Now look: I get that the president can’t respond to every request sent his way. And we’ve been led to believe that he has, once in a while, cut a check for a constituent on hard times. (Though it is interesting that we only know about this because he’s said he’s done it; if there are stories out there about people who have received checks from the president, I haven’t seen them**. Ronald Reagan famously did the same — maybe that’s where President Obama got the story? — and was also known for getting personally involved with things. My favorite anecdote revolves around the woman who was holding on to a $100 check from the president as a memento despite her need for the cash; when Reagan heard about this, he instructed her to cash it and then told his accountant to send her the canceled check. Now that’s a personal touch!)

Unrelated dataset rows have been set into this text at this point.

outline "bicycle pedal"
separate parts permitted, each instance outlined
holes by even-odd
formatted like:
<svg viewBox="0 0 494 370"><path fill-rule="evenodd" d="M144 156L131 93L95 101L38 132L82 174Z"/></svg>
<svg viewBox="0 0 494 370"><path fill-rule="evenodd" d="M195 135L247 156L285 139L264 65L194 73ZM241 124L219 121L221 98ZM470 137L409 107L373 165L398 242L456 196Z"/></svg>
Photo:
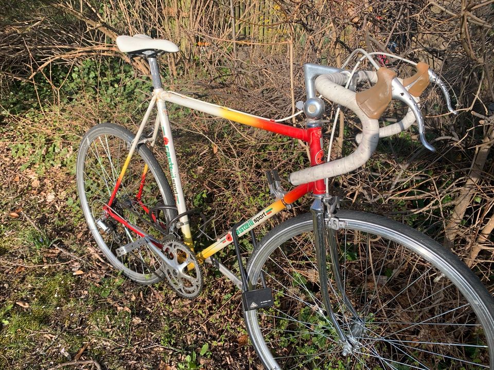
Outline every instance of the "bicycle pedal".
<svg viewBox="0 0 494 370"><path fill-rule="evenodd" d="M281 187L281 180L279 178L277 170L268 170L266 171L266 177L269 184L269 193L273 199L283 198L287 193Z"/></svg>
<svg viewBox="0 0 494 370"><path fill-rule="evenodd" d="M244 311L271 307L274 304L271 288L262 288L242 292L242 303Z"/></svg>

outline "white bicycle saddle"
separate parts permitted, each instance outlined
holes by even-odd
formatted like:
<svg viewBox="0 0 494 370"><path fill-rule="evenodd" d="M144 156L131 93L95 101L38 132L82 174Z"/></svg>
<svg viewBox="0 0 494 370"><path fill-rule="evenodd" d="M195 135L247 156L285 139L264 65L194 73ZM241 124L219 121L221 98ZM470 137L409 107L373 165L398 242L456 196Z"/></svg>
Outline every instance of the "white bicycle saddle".
<svg viewBox="0 0 494 370"><path fill-rule="evenodd" d="M167 52L177 52L179 47L171 41L152 39L143 34L133 36L119 36L117 38L117 46L122 52L133 53L146 50L163 50Z"/></svg>

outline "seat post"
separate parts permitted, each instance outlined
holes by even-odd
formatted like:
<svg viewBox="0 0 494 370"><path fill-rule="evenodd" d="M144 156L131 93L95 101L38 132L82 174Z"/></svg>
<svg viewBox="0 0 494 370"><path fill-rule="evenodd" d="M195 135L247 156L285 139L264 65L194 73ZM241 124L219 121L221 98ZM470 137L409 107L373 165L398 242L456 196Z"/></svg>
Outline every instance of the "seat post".
<svg viewBox="0 0 494 370"><path fill-rule="evenodd" d="M148 63L151 70L151 78L153 80L153 87L154 89L162 89L163 85L161 83L161 77L160 76L160 68L156 57L148 57Z"/></svg>

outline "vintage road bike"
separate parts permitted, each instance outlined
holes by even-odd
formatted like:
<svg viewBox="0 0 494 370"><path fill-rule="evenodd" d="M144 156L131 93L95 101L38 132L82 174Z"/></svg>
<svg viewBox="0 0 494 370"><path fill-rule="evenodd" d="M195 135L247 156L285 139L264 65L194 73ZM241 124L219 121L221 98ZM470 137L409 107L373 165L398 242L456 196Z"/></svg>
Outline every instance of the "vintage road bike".
<svg viewBox="0 0 494 370"><path fill-rule="evenodd" d="M430 237L381 216L339 209L328 190L326 179L360 168L380 137L416 121L422 143L433 150L419 97L432 82L452 108L444 84L428 66L401 58L417 70L401 79L360 50L360 61L367 58L376 71L357 71L360 61L351 71L305 64L302 128L164 90L157 57L178 51L170 41L120 36L117 45L147 59L152 97L136 134L98 124L83 137L77 163L87 225L116 269L140 284L164 281L192 299L202 289L202 266L210 264L241 290L247 330L267 369L494 370L494 301L480 280ZM372 87L355 92L364 83ZM361 122L359 145L347 156L325 158L325 107L316 91ZM378 120L392 99L408 111L401 121L380 127ZM268 171L273 201L197 250L190 225L197 211L187 208L166 102L302 140L310 165L290 175L294 187L289 191L277 172ZM155 119L150 120L155 107ZM160 128L171 182L152 153ZM313 199L309 213L279 224L257 242L255 228L308 194ZM244 265L238 238L249 233L254 248ZM214 256L231 245L236 273Z"/></svg>

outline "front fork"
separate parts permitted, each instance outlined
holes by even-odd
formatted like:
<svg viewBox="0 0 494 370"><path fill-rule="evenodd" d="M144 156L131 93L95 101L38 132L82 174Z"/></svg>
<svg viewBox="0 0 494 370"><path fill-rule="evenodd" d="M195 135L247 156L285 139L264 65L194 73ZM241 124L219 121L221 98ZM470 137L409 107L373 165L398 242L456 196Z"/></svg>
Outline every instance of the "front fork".
<svg viewBox="0 0 494 370"><path fill-rule="evenodd" d="M332 203L330 203L331 201ZM339 253L336 236L336 231L340 228L340 221L333 214L337 201L336 197L316 198L310 207L310 212L314 226L316 258L323 303L340 338L343 348L342 353L343 356L347 356L356 349L357 341L355 338L360 336L361 334L363 322L345 293L345 286L340 272ZM335 287L332 287L332 289L335 294L341 295L345 308L352 316L348 335L343 331L339 323L329 298L328 284L329 276L326 264L328 249L329 250L331 274L337 291L334 289ZM341 312L341 314L344 314L344 312Z"/></svg>

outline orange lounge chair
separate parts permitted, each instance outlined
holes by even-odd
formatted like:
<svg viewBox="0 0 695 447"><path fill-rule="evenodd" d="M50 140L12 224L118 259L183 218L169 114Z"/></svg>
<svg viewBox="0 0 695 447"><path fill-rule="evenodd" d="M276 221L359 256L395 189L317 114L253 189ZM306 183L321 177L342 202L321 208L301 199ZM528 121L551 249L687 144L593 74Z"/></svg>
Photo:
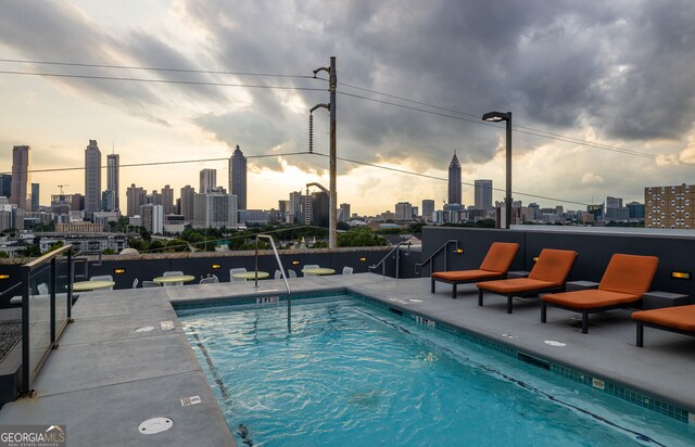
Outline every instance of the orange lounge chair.
<svg viewBox="0 0 695 447"><path fill-rule="evenodd" d="M543 292L564 290L565 280L576 259L577 252L543 248L528 278L513 278L476 284L478 286L478 306L482 306L483 291L506 296L507 314L511 314L511 298L515 296L535 296Z"/></svg>
<svg viewBox="0 0 695 447"><path fill-rule="evenodd" d="M644 346L644 327L662 329L683 335L695 335L695 305L640 310L632 314L637 322L637 346Z"/></svg>
<svg viewBox="0 0 695 447"><path fill-rule="evenodd" d="M519 244L516 242L493 242L479 269L438 271L432 273L432 293L434 293L434 283L437 281L452 284L452 298L456 298L457 284L505 278L518 252Z"/></svg>
<svg viewBox="0 0 695 447"><path fill-rule="evenodd" d="M589 332L589 314L640 303L642 295L652 285L658 265L659 258L655 256L615 254L598 289L543 296L541 321L545 322L546 306L574 310L582 315L582 333L585 334Z"/></svg>

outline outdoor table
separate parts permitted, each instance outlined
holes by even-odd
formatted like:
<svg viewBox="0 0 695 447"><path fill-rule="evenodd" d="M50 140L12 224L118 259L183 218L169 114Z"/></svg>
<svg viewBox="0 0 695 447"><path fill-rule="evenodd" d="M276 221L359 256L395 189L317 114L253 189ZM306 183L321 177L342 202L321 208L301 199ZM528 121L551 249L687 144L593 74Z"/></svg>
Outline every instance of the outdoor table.
<svg viewBox="0 0 695 447"><path fill-rule="evenodd" d="M305 268L302 269L302 273L306 274L333 274L336 272L336 270L333 270L332 268L326 268L326 267L319 267L319 268Z"/></svg>
<svg viewBox="0 0 695 447"><path fill-rule="evenodd" d="M256 279L256 273L258 273L257 279L266 279L270 277L270 273L267 271L239 271L237 273L231 273L231 276L237 279L245 279L247 281L250 281Z"/></svg>
<svg viewBox="0 0 695 447"><path fill-rule="evenodd" d="M172 274L169 277L156 277L153 278L152 281L159 282L160 284L173 283L173 282L189 282L193 281L195 277L192 274Z"/></svg>
<svg viewBox="0 0 695 447"><path fill-rule="evenodd" d="M116 285L113 281L78 281L73 282L73 292L89 292L99 289L109 289Z"/></svg>

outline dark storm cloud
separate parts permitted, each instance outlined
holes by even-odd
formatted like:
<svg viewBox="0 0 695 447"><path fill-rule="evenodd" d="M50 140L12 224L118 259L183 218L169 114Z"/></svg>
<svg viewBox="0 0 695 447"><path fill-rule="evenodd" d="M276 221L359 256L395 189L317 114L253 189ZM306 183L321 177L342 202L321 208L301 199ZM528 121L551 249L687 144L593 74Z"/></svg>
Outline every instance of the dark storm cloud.
<svg viewBox="0 0 695 447"><path fill-rule="evenodd" d="M205 35L205 48L188 49L193 51L186 54L217 61L217 66L203 69L311 75L336 55L339 150L366 162L410 157L422 169L445 167L456 150L464 164L485 163L500 141L500 130L478 124L491 110L513 111L516 124L557 133L583 131L581 127L589 124L601 138L635 144L653 138L683 139L695 120L695 2L691 0L181 0L176 8L186 26ZM114 37L63 3L7 1L2 10L3 42L31 59L113 63L103 51L109 48L140 65L200 67L165 37L148 29ZM318 75L326 77L323 72ZM312 79L241 81L327 88L326 81ZM79 85L134 110L165 102L164 89L147 85ZM224 89L168 88L202 101L197 110L204 103L219 106L228 101ZM252 103L247 108L230 103L233 112L217 110L191 120L230 148L239 143L258 152L296 151L306 148L308 110L298 113L282 105L287 95L298 94L306 108L328 102L327 91L250 89L248 94ZM320 150L327 141L326 114L317 112L315 123ZM547 143L528 135L516 136L515 141L517 153Z"/></svg>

Here’s what I want, though: For the media to stop breathlessly reporting on this “President Obama reads 10 letters a day to connect with the real people” nonsense. I find it extremely difficult to give him credit for “connecting to the people” when he a.) has his staff do all the research and b.) has his staff write the actual letter. This isn’t Margaret Thatcher tearfully putting pen to paper to console the families who lost soldiers in the Falklands. This isn’t even Bill Clinton hand-writing a note to Chris Webber letting him know it’s not so bad that he totally blew it for the Fab Five. This is a president having his staff do all the work and then taking credit for the “personal touch” of his presidency. Give me a freaking break.
*My other takeaway is that it’s odd that the White House was frustrated with Republican obstructionism and struggled with the Congress in the first two years, but you’d never know it from Lizza’s piece: Only the briefest of mentions is given to the fact that during his first two years in office, Obama had a majority in the House and (for almost all of that time) a filibuster-proof majority in the Senate. New rule: If your party completely dominates both the legislative and the executive branches of government, you don’t get to whine about not getting things done.
**But I wasn’t looking particularly hard; feel free to leave examples in the comments.